C+
Systems · v0.0.13

SIMD types

cpc ships fixed-width SIMD as primitive types. The widths cover the 128-bit and 256-bit families that map directly to NEON, SSE, AVX2, and AVX:

  • 128-bit floats: f32x4, f64x2. 256-bit floats: f32x8, f64x4.
  • 128-bit ints (signed and unsigned): i8x16, i16x8, i32x4, i64x2, and the u siblings. 256-bit ints: i8x32 ... i64x4 and u siblings.
  • 64-bit (sub-128) widths: i8x8, f32x2, and the rest of the NEON D-register family, mainly produced by .low() / .high() and consumed by .widen() / .combine().
  • Mask types: mask8x16, mask32x4, and so on, distinct from integer SIMD (see below).

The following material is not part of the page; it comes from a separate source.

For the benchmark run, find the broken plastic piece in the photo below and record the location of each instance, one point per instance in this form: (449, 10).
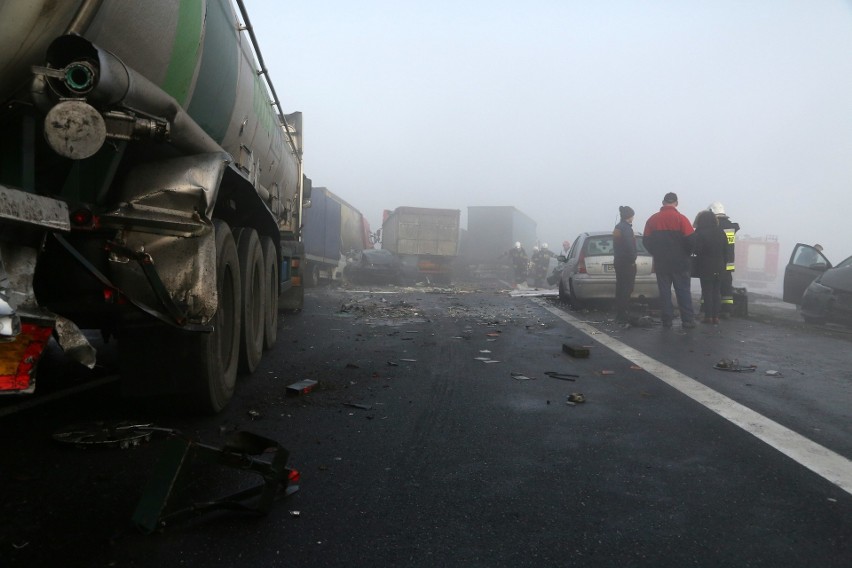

512-bit widths are deferred until those targets are tier-1.

Constructors

let v: f32x4 = f32x4::splat(1.0f32);                       // broadcast
let w: f32x4 = f32x4::new(1.0f32, 2.0f32, 3.0f32, 4.0f32); // per-lane

let v2: f32x4 = unsafe { f32x4::load(p as *f32) };         // unsafe, lane-aligned
unsafe { v.store(p as *f32); }

let arr: [f32; 4] = v.to_array();                          // FFI escape
let v3: f32x4     = f32x4::from_array(arr);

Methods, by element type

  • Arithmetic (all numeric widths): .add(b), .sub(b), .mul(b), .div(b).
  • Float-only: .fma(b, c), .sqrt(), .abs().
  • Signed-int-only: .abs() (rejected on unsigned with E0324).
  • All numeric: .min(b), .max(b).
  • Integer-only: .and(b), .or(b), .xor(b), .not(), .shl(count), .shr(count) (count is a literal u32).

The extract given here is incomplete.